2 Bud Wisenheimer   ~  Jun 9, 2009 2:05 pm

It's not sad, it's human nature. all great theatre or literature is great because it has conflict. Where's the compelling conflict with Jeter? Nowhere.

The great Jeter book will be written if it turns out that he has a basement full of dead hitchhikers after he retires, and that the boy scout image was this huge charade.

3 williamnyy23   ~  Jun 9, 2009 2:06 pm

Why are guys like Pearlman interested in writing about Clemens and Bonds...hmmm....let's see? How about to make money?

I have very little respect for Pearlman (it seems like SI is collecting a stable of yellow journalism), so it's not worth commenting too much on his opinions.

I will point out, however, that if Pearlman's analysis of Clemens last four years in Boston are an example of his overall approach to the book, then it is probably even worse I thought.

"His last four years with Boston he was 40-39, oft-injured, overweight and down in velocity" might seem like a compelling argument to Pearlman, but maybe one of his editors should have noted that his ERA+ in two of those final three years was 177 (1st in AL) and 139 (5th in AL). He also led the league in Ks in 1996 and was top-10 in inning in 1994 and 1996.

4 Bud Wisenheimer   ~  Jun 9, 2009 2:09 pm

The other thing about the self righteous sanctimonious tone in the interview when it comes to "screw your era" is this, Jayson Blair stole shit and made shit up, so should I assume that Pearlman is also making shit up? Especially when he says that Clemens used PED, when that has never been proven. I mean, I'm not gonna claim he didn't but can we state that as fact yet? Or is this just another case of a writer making something up?

See how that works?

5 rbj   ~  Jun 9, 2009 2:31 pm

[1] Part of it is why some aactors want to play the villains. They're much more interesting characters.

As for PEDs, if the Cashman quote is true, along with the Lou Merloni one about the Red Sox doctor saying "here's how to use them", then PED use & knowledge was so much more pervasive than anyone this side of Jose Canseco has let on. It's almost unfair to criticize some players for doing what the culture of baseball at the time was telling them to do, with no voices on the other side saying "no." And that's not even getting into other sports, especially football (don't even try telling me all those guys are 100% natural.)

6 Ken_P   ~  Jun 9, 2009 2:44 pm

The thing that bugged me most about it was the parallels he tries to draw between steroids and plagiarism. A player on steroids is (at best) augmenting his own abilities, not creating new ones or stealing from someone else. If there was a magic potion that could turn a mediocre pitcher into Roger Clemens, there would be a lot more Roger Clemens' in the league. Felix Heredia took steroids, and he was still Felix Heredia.

7 williamnyy23   ~  Jun 9, 2009 3:00 pm

[5] Cashman has denied making that remark; Pearlman hasn't provided proof.
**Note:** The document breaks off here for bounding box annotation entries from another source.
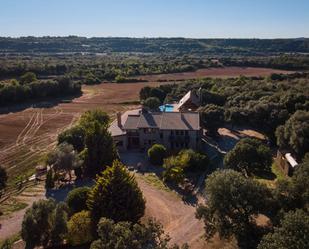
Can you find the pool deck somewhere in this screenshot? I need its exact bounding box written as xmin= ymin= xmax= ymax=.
xmin=160 ymin=104 xmax=179 ymax=112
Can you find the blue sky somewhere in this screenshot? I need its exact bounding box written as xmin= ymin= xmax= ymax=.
xmin=0 ymin=0 xmax=309 ymax=38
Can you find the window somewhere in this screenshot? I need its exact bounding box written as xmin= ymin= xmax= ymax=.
xmin=116 ymin=141 xmax=123 ymax=147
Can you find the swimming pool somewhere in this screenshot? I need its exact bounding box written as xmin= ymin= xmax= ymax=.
xmin=160 ymin=104 xmax=174 ymax=112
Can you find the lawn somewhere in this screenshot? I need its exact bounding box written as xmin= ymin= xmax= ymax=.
xmin=254 ymin=162 xmax=288 ymax=188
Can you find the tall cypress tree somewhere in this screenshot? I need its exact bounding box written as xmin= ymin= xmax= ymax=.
xmin=87 ymin=160 xmax=145 ymax=222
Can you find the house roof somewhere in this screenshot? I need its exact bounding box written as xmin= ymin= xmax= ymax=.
xmin=284 ymin=153 xmax=298 ymax=168
xmin=177 ymin=91 xmax=199 ymax=109
xmin=123 ymin=112 xmax=200 ymax=130
xmin=108 ymin=109 xmax=140 ymax=136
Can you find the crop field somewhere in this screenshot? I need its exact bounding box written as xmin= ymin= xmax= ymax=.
xmin=0 ymin=83 xmax=146 ymax=184
xmin=0 ymin=67 xmax=290 ymax=184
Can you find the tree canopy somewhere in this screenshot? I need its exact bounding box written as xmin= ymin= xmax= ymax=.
xmin=21 ymin=199 xmax=67 ymax=248
xmin=276 ymin=111 xmax=309 ymax=157
xmin=224 ymin=138 xmax=272 ymax=174
xmin=87 ymin=160 xmax=145 ymax=222
xmin=147 ymin=144 xmax=167 ymax=165
xmin=90 ymin=218 xmax=187 ymax=249
xmin=197 ymin=170 xmax=272 ymax=248
xmin=66 ymin=187 xmax=90 ymax=214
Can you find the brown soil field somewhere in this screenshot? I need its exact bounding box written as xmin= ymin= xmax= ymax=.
xmin=135 ymin=67 xmax=294 ymax=82
xmin=0 ymin=83 xmax=153 ymax=182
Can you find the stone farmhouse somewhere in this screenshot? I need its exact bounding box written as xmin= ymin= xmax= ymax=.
xmin=109 ymin=92 xmax=202 ymax=152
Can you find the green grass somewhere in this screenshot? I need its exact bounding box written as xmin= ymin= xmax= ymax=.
xmin=254 ymin=162 xmax=288 ymax=188
xmin=0 ymin=198 xmax=28 ymax=215
xmin=142 ymin=173 xmax=172 ymax=192
xmin=271 ymin=162 xmax=288 ymax=180
xmin=0 ymin=233 xmax=21 ymax=249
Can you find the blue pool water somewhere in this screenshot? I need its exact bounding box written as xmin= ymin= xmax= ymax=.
xmin=160 ymin=104 xmax=174 ymax=112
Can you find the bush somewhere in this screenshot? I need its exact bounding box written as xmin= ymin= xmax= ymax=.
xmin=68 ymin=211 xmax=94 ymax=246
xmin=224 ymin=138 xmax=272 ymax=174
xmin=147 ymin=144 xmax=166 ymax=165
xmin=66 ymin=187 xmax=90 ymax=214
xmin=45 ymin=169 xmax=55 ymax=189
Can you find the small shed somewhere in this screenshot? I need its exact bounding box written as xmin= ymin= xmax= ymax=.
xmin=276 ymin=150 xmax=298 ymax=176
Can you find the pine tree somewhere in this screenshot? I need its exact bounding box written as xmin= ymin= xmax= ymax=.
xmin=87 ymin=160 xmax=145 ymax=222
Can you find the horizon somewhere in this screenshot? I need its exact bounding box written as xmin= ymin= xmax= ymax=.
xmin=0 ymin=34 xmax=309 ymax=40
xmin=0 ymin=0 xmax=309 ymax=39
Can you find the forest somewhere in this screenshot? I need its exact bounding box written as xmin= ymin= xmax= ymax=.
xmin=140 ymin=73 xmax=309 ymax=159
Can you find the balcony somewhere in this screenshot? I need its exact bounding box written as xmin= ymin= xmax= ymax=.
xmin=169 ymin=135 xmax=190 ymax=143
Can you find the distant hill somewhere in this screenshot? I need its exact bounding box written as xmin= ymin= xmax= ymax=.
xmin=0 ymin=36 xmax=309 ymax=55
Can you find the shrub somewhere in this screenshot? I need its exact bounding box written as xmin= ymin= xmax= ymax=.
xmin=68 ymin=211 xmax=94 ymax=246
xmin=66 ymin=187 xmax=90 ymax=214
xmin=45 ymin=169 xmax=55 ymax=189
xmin=148 ymin=144 xmax=166 ymax=165
xmin=224 ymin=138 xmax=272 ymax=174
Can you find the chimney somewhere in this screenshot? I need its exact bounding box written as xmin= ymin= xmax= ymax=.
xmin=117 ymin=112 xmax=122 ymax=128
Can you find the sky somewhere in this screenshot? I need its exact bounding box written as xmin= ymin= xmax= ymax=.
xmin=0 ymin=0 xmax=309 ymax=38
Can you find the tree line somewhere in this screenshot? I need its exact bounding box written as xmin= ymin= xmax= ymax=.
xmin=21 ymin=110 xmax=188 ymax=249
xmin=140 ymin=73 xmax=309 ymax=159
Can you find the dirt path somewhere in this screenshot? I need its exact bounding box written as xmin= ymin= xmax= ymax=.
xmin=0 ymin=183 xmax=45 ymax=241
xmin=137 ymin=177 xmax=206 ymax=249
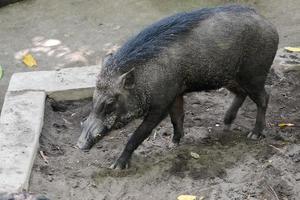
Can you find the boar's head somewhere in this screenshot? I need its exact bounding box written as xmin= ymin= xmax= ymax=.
xmin=77 ymin=55 xmax=135 ymax=151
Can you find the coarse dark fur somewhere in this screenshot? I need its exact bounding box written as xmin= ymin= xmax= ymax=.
xmin=106 ymin=5 xmax=255 ymax=73
xmin=78 ymin=5 xmax=278 ymax=168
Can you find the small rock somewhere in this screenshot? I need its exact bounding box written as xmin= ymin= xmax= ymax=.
xmin=48 ymin=176 xmax=54 ymax=182
xmin=72 ymin=181 xmax=79 ymax=188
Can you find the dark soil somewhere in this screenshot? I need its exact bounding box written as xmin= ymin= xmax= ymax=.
xmin=30 ymin=62 xmax=300 ymax=200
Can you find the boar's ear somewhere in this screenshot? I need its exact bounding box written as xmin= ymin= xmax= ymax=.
xmin=118 ymin=68 xmax=135 ymax=89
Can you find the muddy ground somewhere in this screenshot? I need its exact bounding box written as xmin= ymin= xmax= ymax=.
xmin=29 ymin=51 xmax=300 ymax=200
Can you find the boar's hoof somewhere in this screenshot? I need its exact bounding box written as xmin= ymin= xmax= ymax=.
xmin=247 ymin=131 xmax=263 ymax=140
xmin=223 ymin=124 xmax=231 ymax=132
xmin=109 ymin=159 xmax=129 ymax=169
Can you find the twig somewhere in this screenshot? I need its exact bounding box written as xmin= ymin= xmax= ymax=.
xmin=268 ymin=185 xmax=280 ymax=200
xmin=40 ymin=151 xmax=49 ymax=164
xmin=269 ymin=144 xmax=289 ymax=158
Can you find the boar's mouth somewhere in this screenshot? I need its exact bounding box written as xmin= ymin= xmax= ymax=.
xmin=76 ymin=120 xmax=108 ymax=152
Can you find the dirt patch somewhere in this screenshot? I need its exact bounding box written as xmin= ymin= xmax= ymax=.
xmin=30 ymin=65 xmax=300 ymax=200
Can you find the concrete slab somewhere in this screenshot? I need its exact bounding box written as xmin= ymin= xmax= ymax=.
xmin=8 ymin=65 xmax=101 ymax=100
xmin=0 ymin=91 xmax=46 ymax=193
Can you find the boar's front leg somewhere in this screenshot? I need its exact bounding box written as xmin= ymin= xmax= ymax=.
xmin=110 ymin=108 xmax=167 ymax=169
xmin=169 ymin=96 xmax=184 ymax=144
That probably sums up much of the book.

[6] It was an inane parallel.

8 Just Fair   ~  Jun 9, 2009 3:12 pm

I wonder what my life would be like if it was as uninteresting as Jeter's. : )
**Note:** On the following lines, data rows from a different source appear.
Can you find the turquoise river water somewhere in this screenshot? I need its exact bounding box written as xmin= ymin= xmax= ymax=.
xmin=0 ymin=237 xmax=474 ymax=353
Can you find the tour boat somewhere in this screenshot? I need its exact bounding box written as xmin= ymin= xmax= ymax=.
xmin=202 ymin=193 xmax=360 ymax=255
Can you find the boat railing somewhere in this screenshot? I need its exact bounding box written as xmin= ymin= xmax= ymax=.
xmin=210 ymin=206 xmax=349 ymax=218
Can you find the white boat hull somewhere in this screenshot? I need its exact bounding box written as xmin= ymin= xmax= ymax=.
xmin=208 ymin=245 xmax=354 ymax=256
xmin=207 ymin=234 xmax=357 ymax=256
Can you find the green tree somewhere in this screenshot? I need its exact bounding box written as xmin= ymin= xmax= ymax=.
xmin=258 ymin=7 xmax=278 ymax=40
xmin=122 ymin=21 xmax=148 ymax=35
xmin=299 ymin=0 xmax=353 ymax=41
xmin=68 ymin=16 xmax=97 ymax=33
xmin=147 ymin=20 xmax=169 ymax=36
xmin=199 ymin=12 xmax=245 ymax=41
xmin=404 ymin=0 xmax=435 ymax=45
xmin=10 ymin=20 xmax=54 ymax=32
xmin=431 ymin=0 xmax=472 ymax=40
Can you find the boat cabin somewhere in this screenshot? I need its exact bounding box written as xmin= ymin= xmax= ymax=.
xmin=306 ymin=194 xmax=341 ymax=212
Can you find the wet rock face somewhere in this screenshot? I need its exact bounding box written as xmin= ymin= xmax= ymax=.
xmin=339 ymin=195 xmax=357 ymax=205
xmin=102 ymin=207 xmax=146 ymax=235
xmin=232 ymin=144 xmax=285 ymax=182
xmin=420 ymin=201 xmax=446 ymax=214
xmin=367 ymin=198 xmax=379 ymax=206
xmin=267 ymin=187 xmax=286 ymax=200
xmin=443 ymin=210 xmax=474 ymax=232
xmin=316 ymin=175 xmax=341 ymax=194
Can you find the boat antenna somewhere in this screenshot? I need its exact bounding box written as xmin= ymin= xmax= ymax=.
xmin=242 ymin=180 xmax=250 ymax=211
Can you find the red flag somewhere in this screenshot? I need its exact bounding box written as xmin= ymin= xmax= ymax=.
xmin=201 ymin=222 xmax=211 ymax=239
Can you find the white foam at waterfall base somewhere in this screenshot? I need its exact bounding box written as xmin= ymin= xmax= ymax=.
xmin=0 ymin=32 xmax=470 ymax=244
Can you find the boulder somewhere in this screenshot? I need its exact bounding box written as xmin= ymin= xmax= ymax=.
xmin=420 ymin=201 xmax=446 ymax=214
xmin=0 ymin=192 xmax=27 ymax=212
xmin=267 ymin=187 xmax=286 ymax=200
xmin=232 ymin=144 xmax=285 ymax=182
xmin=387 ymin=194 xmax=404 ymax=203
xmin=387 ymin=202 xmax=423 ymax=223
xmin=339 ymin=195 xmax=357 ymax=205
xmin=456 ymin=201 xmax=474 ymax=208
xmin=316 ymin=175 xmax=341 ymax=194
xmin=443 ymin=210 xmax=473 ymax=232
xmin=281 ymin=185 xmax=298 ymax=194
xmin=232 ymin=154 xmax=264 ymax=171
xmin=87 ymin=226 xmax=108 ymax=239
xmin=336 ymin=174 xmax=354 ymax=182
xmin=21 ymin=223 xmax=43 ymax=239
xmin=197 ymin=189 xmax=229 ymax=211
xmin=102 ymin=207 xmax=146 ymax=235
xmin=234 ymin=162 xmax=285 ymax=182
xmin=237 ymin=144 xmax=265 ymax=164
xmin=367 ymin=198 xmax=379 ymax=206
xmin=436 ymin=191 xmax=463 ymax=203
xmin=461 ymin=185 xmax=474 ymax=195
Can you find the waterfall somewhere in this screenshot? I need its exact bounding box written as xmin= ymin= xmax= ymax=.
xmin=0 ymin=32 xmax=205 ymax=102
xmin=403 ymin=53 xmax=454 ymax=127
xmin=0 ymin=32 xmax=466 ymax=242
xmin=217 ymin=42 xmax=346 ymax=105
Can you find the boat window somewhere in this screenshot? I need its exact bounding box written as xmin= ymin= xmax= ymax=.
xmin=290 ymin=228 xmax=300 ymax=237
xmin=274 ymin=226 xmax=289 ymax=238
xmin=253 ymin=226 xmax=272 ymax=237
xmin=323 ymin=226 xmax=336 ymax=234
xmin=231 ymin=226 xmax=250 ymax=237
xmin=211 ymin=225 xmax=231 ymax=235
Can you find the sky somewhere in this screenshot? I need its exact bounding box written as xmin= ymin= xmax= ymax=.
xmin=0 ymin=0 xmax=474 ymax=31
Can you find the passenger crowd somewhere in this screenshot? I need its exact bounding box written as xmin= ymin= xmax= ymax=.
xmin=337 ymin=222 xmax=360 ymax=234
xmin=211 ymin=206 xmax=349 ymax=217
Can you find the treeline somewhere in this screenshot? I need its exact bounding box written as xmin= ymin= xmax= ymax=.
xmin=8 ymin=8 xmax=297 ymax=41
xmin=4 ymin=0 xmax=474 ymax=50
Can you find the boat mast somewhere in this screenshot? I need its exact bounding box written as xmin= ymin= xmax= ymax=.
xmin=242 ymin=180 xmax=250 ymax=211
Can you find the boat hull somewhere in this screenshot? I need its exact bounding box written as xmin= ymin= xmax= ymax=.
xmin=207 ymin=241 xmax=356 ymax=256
9 bp1   ~  Jun 9, 2009 3:32 pm

Great title, Alex. I thought of Roger and the ointment he used to get applied to his nether regions. God of Hell Fire indeed, lol.

[8] Word. Man oh man.

10 Yankster   ~  Jun 9, 2009 4:48 pm

[0] In Torres' Yankees book there's a story about how Alex went over to Jeter's house after a game and looked for a baseball game on TV. He asked Jeter where's your cable baseball package? And Jeter just looks at him. Why would I have the baseball package?

If anyone is NOT all about baseball it's Jeter. ARod wakes, eats, and sleeps baseball and see how marketable his story is. Jeter seems to have some balance and perspective - the exact opposite of what Pearlman says.

A classmate of mine at Michigan was friends with Jeter in the several months he spent there before getting drafted (I'm exactly Jeter's age), and he said he was just a modest guy that seemed to play right on the field but was a fun kind of quiet guy off the field.

It's so different than Pearlman's take that I have a hard time thinking Pearlman has any idea what he's talking about. If Clemens isn't "all about baseball" I don't know who is. It's being "all about baseball" that caused Clemens and A-Rod to make bad decisions in the first place.